In terms of eccentricity, Eine Brise is par for the course for Kagel. The German-Argentine composer, who passed away last year, penned many such scores, with the idea of bringing together music and theater in an unconventional, almost absurdist, performance. He composed Con Voce, (With Voice), a piece in which three masked musicians mimic playing their instruments, and Match, a tennis game performed by cellist with a percussionist playing the role of the umpire.
"All of his works are really interesting," Ibrahim said. "He's really important within the 20th century. I think he's quite underrated and overlooked."
Even with some knowledge of Kagel's works, Ibrahim is not entirely sure how Saturday's event is going to come off.
"I think it will make for a really haunting effect, actually," Ibrahim said. "I'm curious to see how it's going to piece together. ... I imagine it's going to have a haunting, zombie like [feel], with people on their bikes making sounds."
This kind of performance art is nothing new for Sacawa and Spangler, either.
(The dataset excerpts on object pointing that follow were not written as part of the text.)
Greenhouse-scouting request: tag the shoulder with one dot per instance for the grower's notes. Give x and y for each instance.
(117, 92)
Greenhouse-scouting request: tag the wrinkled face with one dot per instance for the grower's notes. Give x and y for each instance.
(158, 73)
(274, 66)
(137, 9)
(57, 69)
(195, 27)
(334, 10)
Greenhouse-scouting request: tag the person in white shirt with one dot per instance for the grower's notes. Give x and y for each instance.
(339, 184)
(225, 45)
For the past three winters, Sacawa has organized a holiday performance of Phil Kline's Unsilent Night, where a large number of boom box-toting participants take to the streets. The result is a cacophony of sounds, which can echo off the buildings and down the street.
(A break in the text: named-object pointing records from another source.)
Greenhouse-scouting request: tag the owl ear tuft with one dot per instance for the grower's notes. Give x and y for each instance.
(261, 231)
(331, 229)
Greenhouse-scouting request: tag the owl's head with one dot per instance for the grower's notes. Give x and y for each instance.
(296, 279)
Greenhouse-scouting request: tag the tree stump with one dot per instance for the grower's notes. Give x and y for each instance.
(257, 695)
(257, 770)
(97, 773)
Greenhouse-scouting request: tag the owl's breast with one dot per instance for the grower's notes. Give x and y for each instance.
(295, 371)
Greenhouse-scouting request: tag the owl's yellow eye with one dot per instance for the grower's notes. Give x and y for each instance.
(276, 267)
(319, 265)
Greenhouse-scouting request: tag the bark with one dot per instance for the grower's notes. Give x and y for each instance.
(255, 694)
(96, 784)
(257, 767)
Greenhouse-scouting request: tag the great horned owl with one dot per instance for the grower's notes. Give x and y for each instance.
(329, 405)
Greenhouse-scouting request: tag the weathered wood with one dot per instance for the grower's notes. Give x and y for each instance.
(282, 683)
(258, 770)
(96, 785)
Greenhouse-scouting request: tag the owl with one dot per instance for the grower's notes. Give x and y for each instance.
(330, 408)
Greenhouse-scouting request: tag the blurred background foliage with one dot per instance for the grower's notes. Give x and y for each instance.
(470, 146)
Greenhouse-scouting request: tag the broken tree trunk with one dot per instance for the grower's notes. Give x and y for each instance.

Spangler teaches a sound class at the Maryland Institute College of Art. As part of a class project, every semester he and his students pick an area to record sounds, put the recordings on a boombox, hide it in a public space and hit 'Play.'
"Guerrilla sound art creates a magical experience for unsuspecting audience members in a public space," Spangler said. "It's also music that's in a dialogue with the surrounding soundscape."
Though Spangler and Sacawa might have plenty of experience doing guerrilla sound events on their own, this is the first time they've done this kind of performance as an official Mobtown Modern concert, Sacawa said. In fact, it's the first in a yearly series they're calling the Summer Spectacle. Much like Eine Brise, next year's event, while still under wraps, also has a large cast of participants.
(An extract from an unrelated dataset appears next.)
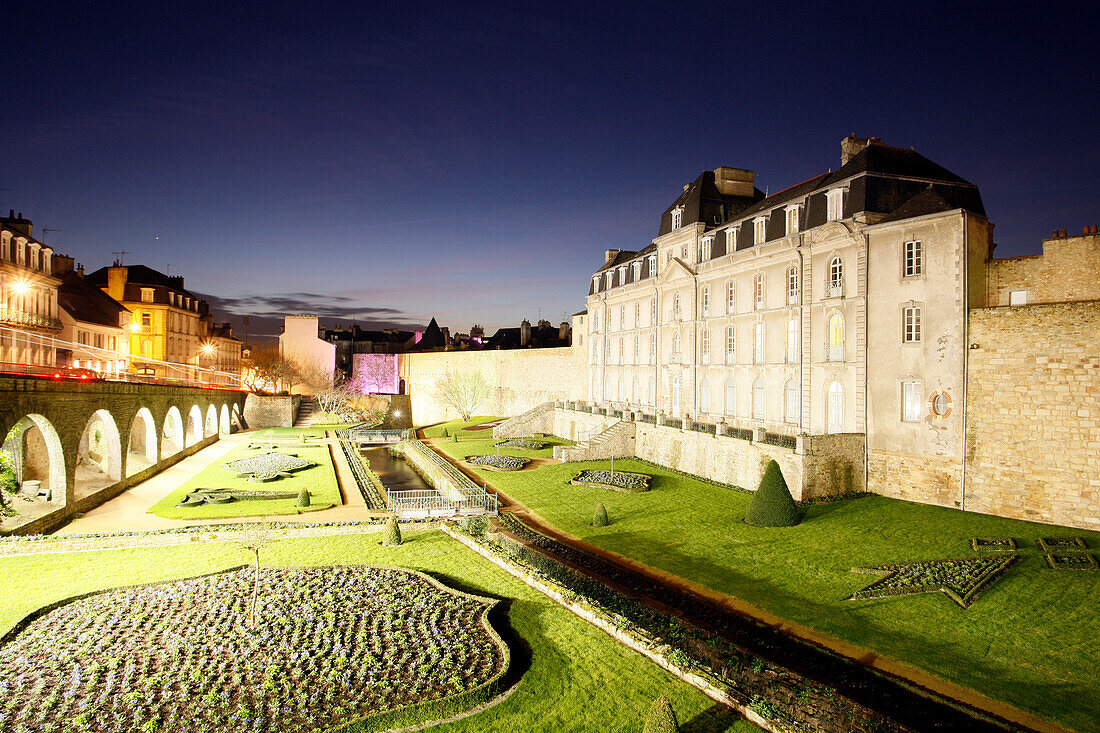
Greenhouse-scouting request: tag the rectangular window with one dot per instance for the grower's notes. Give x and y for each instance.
(912, 325)
(914, 259)
(911, 398)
"It involves 80 trombonists," Sacawa said with a laugh. "We'll have to start rounding them up now."
Artscape highlights With scores of performances and exhibits, this year's Artscape Festival has plenty to see and do. Here are five events you don't want to miss.
See works by the 25 semi-finalists, who vied for the $25,000 Janet & Walter Sondheim Prize. The pieces will be on display at the Decker and Meyerhoff galleries of the Maryland Institute College of Art, 1300 W. Mt. Royal Ave., during the festival weekend.
Billie Holiday Vocal
Competition, 12 p.m. July 19
In this annual singing competition, 10 semi-finalists show off their mastery of Holiday's unique vocal delivery at the Meyerhoff Symphony Hall, 1212 Cathedral St.
Dionne Warwick, 8 p.m. July 17, main stage
Warwick, one of the more successful female singers of the past 50 years, is a veritable legend of R&B. Here's a chance to see her perform - free of charge. The main stage is near the intersection of Cathedral Street and Mount Royal Avenue.
DJ Culture at the Windup Space
This year, the Windup Space, 10 W. North Ave., hosts more than 15 DJs over the course of July 17-18. The list of performers includes King Tutt feat. Ultra Nate, DJ Booman, Will Eastman and more.
The Play's The Thing
The Theatre Project, at 45 W. Preston St., is a hub for Artscape plays, live poetry and other performances. Artists include Drop 3, Diane Ligon's Puppet Theatre, The Missoula Oblongata and more. Many of the productions center on the works of Edgar Allan Poe.